In a majority-minority city such as New York, African Americans and Latinos are seldom found as firefighters, and some professions apparently are the functional equivalent of a family business. It seems more than mere coincidence that unemployment among people of color has skyrocketed.

Some people will always point to the scores, but the truth is that intelligence, achievement and merit cannot be reduced to a single score. But gatekeepers in education and the professions have long used standardized testing as a tool to keep racial, ethnic, class and gender diversity from entering the gate. The tests and the racism always went hand in hand. As anthropologist Carolyn Fluehr-Lobban points out in Race and Racism: An Introduction, standardized intelligence testing was born of the eugenics movement and the IQ tests. These pseudo-scientific tests were first used to prove that immigrant groups, "certain undesirable non-Anglo-Saxons - especially Jews, Hungarians, Poles, Russians, and Italians - ‘were mentally defective.’" What worked as a tool of class and ethnic discrimination against European immigrants was then utilized to prove the racial inferiority of "Negro, Mexican and Spanish-Indian children." And according to the National Center for Fair and Open Testing, "IQ tests are nothing more than a type of achievement test which primarily measures knowledge of standard English and exposure to the cultural experiences of middle class whites." Yet, society still relies on these exams, commonly known today as the SAT, ACT, GRE, MCAT, GMAT, LSAT, and bar exam, among others.

Society’s gatekeepers have a lot of power. They decide who gets the job and why. They determine who is a team player, who is a good fit, who is fit to lead and who is not.
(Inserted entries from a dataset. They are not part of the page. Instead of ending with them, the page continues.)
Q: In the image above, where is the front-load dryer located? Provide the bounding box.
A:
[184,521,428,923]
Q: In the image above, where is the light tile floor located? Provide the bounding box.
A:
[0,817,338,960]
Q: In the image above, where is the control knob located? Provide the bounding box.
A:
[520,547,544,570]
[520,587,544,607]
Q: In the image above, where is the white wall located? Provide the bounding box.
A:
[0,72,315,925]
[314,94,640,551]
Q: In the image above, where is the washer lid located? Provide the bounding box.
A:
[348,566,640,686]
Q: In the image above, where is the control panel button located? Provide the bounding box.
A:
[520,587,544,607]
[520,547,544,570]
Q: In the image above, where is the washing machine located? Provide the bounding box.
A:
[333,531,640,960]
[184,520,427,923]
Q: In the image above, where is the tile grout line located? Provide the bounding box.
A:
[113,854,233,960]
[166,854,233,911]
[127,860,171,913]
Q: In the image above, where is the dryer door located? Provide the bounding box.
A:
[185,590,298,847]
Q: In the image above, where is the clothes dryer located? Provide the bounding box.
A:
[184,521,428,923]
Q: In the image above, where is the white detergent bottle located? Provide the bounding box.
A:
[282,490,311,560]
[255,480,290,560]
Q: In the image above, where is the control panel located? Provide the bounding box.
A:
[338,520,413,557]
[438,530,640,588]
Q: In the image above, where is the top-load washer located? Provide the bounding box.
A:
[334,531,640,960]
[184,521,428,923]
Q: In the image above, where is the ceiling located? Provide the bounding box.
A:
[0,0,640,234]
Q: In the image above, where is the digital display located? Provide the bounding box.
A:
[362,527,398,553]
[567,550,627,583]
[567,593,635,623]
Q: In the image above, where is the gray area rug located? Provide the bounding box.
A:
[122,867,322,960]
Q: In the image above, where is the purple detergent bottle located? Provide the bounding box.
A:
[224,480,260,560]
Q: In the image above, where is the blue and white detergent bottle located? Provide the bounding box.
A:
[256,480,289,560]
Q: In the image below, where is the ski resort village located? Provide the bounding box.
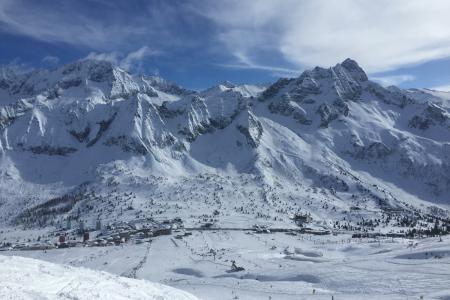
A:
[0,0,450,300]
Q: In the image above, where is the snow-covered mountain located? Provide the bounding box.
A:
[0,59,450,232]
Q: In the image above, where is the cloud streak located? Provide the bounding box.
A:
[0,0,450,80]
[198,0,450,72]
[85,46,161,71]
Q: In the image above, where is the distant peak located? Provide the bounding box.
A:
[220,80,236,89]
[340,58,368,81]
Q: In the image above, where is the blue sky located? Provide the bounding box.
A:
[0,0,450,90]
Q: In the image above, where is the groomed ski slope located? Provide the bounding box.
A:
[0,256,198,300]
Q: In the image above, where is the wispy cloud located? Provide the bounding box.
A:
[430,84,450,92]
[42,55,59,65]
[198,0,450,72]
[85,46,161,71]
[370,74,416,86]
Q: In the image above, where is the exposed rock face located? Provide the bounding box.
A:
[0,59,450,229]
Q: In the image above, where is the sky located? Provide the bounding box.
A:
[0,0,450,91]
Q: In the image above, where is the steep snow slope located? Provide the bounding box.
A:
[0,256,197,300]
[0,59,450,232]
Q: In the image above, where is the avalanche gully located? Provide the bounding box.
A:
[0,59,450,299]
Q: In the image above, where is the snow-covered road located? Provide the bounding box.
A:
[5,231,450,300]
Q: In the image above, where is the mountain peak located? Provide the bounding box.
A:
[338,58,368,81]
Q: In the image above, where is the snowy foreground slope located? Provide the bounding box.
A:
[5,231,450,300]
[0,256,198,300]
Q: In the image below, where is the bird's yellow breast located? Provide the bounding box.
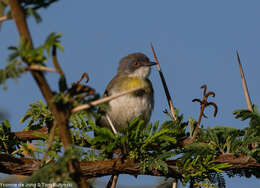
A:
[120,77,152,93]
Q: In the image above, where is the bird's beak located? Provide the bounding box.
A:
[145,61,156,67]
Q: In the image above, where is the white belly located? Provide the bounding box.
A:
[108,95,153,131]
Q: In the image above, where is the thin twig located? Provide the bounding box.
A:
[0,16,9,22]
[236,51,253,112]
[25,65,58,72]
[41,120,57,166]
[151,43,176,120]
[172,179,178,188]
[52,46,64,77]
[72,87,145,113]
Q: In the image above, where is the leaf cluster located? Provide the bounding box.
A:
[8,33,63,66]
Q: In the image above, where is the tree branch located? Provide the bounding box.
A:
[9,0,89,188]
[0,154,260,178]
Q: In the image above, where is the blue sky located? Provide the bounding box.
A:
[0,0,260,188]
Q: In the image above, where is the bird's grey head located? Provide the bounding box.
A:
[117,53,156,78]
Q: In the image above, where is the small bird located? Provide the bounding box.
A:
[97,53,156,133]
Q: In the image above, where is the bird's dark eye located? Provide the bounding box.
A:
[133,61,140,67]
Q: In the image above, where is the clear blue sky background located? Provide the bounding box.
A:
[0,0,260,188]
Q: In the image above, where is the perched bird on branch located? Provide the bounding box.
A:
[97,53,156,133]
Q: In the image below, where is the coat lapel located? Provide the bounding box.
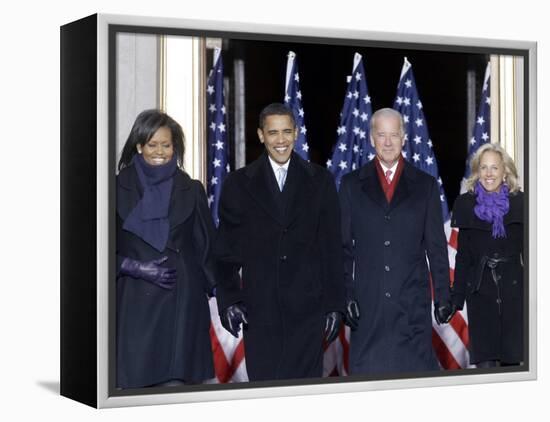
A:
[245,153,283,224]
[168,170,196,230]
[116,166,143,221]
[389,161,414,211]
[283,153,313,226]
[359,160,389,209]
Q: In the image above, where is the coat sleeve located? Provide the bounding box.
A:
[193,181,217,294]
[451,196,475,309]
[424,178,451,302]
[451,229,474,309]
[338,177,356,299]
[214,174,243,311]
[320,172,345,313]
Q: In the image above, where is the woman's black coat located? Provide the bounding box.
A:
[452,192,524,364]
[116,166,214,388]
[216,153,345,381]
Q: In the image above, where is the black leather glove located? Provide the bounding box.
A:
[206,286,216,299]
[120,256,177,290]
[434,301,456,325]
[344,299,360,331]
[220,302,248,337]
[325,311,342,344]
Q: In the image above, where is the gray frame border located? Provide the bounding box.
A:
[96,14,538,407]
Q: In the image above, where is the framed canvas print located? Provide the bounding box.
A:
[61,14,537,407]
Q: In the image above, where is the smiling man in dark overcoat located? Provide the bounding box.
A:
[339,108,453,374]
[215,103,345,381]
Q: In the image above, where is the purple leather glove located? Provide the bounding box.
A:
[120,256,177,290]
[325,311,342,344]
[220,303,248,337]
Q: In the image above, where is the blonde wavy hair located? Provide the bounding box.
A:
[465,143,520,192]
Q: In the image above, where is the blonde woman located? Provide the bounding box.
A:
[452,144,524,368]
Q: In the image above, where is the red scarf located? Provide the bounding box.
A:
[375,157,405,204]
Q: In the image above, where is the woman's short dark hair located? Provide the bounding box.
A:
[118,109,185,170]
[258,103,296,129]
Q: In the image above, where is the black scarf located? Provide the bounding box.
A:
[122,154,178,252]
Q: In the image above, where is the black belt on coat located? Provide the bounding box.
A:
[472,254,522,314]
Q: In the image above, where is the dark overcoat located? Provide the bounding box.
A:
[116,166,215,388]
[452,192,525,364]
[215,153,344,381]
[340,161,450,374]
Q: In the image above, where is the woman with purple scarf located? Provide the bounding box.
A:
[452,143,524,368]
[116,110,215,388]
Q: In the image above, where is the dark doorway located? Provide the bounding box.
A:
[223,39,489,207]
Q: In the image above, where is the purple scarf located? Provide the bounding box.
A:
[474,180,510,239]
[122,154,178,252]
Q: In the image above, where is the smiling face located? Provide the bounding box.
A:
[258,114,298,165]
[479,151,504,192]
[370,115,405,168]
[136,126,174,166]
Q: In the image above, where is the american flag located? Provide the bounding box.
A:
[460,62,491,193]
[285,51,309,161]
[206,48,248,383]
[394,57,469,369]
[327,53,376,187]
[323,53,375,376]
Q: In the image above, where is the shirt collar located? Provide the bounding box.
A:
[267,155,292,175]
[377,158,399,179]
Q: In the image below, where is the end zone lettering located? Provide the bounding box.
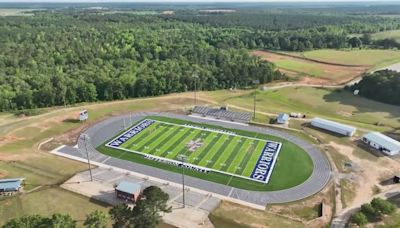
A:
[107,119,155,147]
[250,142,282,183]
[144,155,210,173]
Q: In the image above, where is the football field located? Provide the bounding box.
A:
[106,118,282,183]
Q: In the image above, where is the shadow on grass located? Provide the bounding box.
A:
[63,119,81,123]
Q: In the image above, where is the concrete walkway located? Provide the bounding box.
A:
[59,113,331,207]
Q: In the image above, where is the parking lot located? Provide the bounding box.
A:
[61,167,220,227]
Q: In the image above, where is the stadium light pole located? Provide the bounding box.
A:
[83,134,93,182]
[253,80,260,121]
[178,154,186,208]
[192,74,199,106]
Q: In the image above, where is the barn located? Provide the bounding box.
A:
[361,132,400,155]
[311,117,357,136]
[115,181,142,203]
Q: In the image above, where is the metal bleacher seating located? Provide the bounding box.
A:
[192,106,252,123]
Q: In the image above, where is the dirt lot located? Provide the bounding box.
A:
[251,51,367,85]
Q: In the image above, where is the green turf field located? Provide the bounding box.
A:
[97,116,313,191]
[106,118,280,183]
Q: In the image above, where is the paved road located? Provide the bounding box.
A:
[60,113,331,206]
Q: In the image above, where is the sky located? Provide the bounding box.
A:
[0,0,400,3]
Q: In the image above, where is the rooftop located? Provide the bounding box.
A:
[0,178,24,191]
[363,132,400,151]
[115,181,142,193]
[311,117,357,132]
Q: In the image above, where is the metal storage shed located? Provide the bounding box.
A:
[311,117,357,136]
[115,180,142,202]
[361,132,400,155]
[276,113,289,124]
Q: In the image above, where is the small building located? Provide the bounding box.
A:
[361,132,400,155]
[311,117,357,136]
[115,181,142,203]
[0,178,25,195]
[276,113,289,124]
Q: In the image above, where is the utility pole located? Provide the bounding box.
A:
[178,154,186,208]
[82,134,93,182]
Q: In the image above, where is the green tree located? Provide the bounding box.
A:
[83,210,109,228]
[351,212,368,227]
[110,186,171,228]
[109,204,132,228]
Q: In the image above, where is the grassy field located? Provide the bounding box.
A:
[98,117,313,191]
[0,87,400,227]
[0,94,200,225]
[290,49,400,70]
[372,30,400,42]
[201,87,400,134]
[0,187,110,227]
[209,202,306,228]
[252,51,366,83]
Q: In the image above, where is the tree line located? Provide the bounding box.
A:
[347,70,400,105]
[0,9,399,111]
[0,11,285,111]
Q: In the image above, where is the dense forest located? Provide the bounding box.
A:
[0,9,400,111]
[347,70,400,105]
[0,13,284,111]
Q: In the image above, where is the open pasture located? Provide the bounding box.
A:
[290,49,400,70]
[372,29,400,42]
[252,51,366,84]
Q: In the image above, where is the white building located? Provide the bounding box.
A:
[361,132,400,155]
[311,117,357,136]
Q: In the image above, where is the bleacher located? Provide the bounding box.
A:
[192,106,252,123]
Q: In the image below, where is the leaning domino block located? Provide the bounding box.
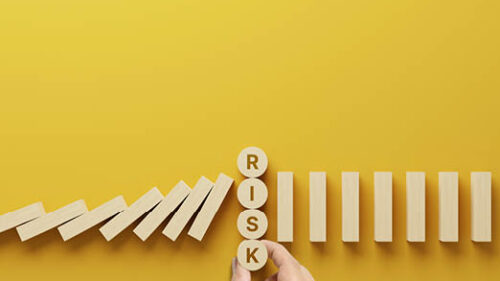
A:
[163,177,214,241]
[188,173,234,241]
[134,181,191,241]
[58,196,127,241]
[17,200,88,241]
[0,202,45,233]
[99,187,163,241]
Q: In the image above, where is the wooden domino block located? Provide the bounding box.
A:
[373,172,392,242]
[163,177,214,241]
[277,172,293,242]
[57,196,127,241]
[134,181,191,241]
[0,202,45,233]
[471,172,491,242]
[439,172,458,242]
[406,172,425,242]
[237,240,268,271]
[342,172,359,242]
[188,173,234,241]
[99,187,163,241]
[17,200,88,241]
[237,146,267,178]
[309,172,326,242]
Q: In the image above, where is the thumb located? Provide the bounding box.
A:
[231,257,252,281]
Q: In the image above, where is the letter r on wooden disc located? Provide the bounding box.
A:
[237,146,267,178]
[238,240,267,271]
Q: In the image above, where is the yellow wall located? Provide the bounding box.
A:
[0,0,500,281]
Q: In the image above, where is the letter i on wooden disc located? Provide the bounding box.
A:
[238,237,267,271]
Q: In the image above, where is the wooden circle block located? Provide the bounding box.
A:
[238,210,267,239]
[238,178,267,209]
[238,240,267,271]
[237,146,267,178]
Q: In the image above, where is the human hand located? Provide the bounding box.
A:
[231,240,314,281]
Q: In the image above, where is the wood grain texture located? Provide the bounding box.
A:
[0,202,45,233]
[406,172,425,242]
[163,177,214,241]
[342,172,359,242]
[439,172,458,242]
[373,172,392,242]
[471,172,491,242]
[277,172,293,242]
[309,172,327,242]
[17,200,88,241]
[99,187,163,241]
[188,173,234,241]
[134,181,191,241]
[57,196,127,241]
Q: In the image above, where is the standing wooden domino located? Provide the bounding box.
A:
[188,173,234,241]
[277,172,293,242]
[17,200,88,241]
[99,187,163,241]
[374,172,392,242]
[57,196,127,241]
[471,172,491,242]
[439,172,458,242]
[309,172,326,242]
[134,181,191,241]
[406,172,425,242]
[163,177,214,241]
[342,172,359,242]
[0,202,45,233]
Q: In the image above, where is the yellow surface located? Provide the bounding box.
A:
[0,0,500,281]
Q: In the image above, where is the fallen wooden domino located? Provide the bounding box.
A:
[17,200,88,241]
[0,202,45,233]
[99,187,163,241]
[134,181,191,241]
[162,176,214,241]
[188,173,234,241]
[342,172,359,242]
[406,172,425,242]
[471,172,491,242]
[439,172,458,242]
[373,172,392,242]
[57,196,127,241]
[237,240,267,271]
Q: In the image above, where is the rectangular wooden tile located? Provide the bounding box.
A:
[188,173,234,241]
[99,187,163,241]
[57,196,127,241]
[17,200,88,241]
[439,172,458,242]
[406,172,425,242]
[134,181,191,241]
[374,172,392,242]
[277,172,293,242]
[162,177,214,238]
[0,202,45,233]
[309,172,326,242]
[342,172,359,242]
[471,172,491,242]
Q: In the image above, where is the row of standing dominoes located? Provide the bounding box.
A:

They decide who is too much of this or not enough of that, who is qualified, underqualified, or overqualified. They decide if an applicant’s name sounds too "Black" or "Latino", whatever that means. They determine whose hair looks too Black. Gatekeepers create the reality, however subjective, flawed or biased the methodology. They choose the images in Hollywood and on TV, and which people will portray criminals or upstanding citizens, or nothing at all. Gatekeepers make the policies that create a mostly Black and Brown prison population, and a mostly White legal profession. They decide to fill the special education classes and foster care systems with children of color, who will, in turn, fill the prisons. Gatekeepers decide to have a panel discussion on a cable news program, and the topic is the nation’s first Latina Supreme Court justice, yet none of the panelists are Latinas.

And gatekeepers lack diversity, in a nation that is becoming more and more diverse by the day. Often, their goal is to maintain a system where everyone looks the same, like the good ol’ days. That is why steps are needed to ensure that the game is not rigged, as it has been for so long, so that we do not revert to the nation’s default settings of power and privilege.

Harvard professor Henry Louis Gates - who had a less than positive experience with the Cambridge police department of late - said it best in his commencement address to Berea College in 2008:

For me, no matter how intelligent I may or may not be, for me to have been one of those six black boys who graduated from Yale in 1966, affirmative action was a class escalator. As far as I’m concerned, ladies and gentlemen, no one in the American academy has benefited more from affirmative action than I have. And that’s why I will go to my grave as an ardent and passionate defender of affirmative action. For me to become so successful in America, and for me to become a gatekeeper of American society and stand at the gate and protest affirmative action to keep out women or people of color would make me a hypocrite as big as Justice Clarence Thomas, and I’m not that kind of person. We need more affirmative action in this country, not less affirmative action. I don’t care what the White House says, and I don’t care what the minority on the Supreme Court says, and that’s the subject of my address this afternoon.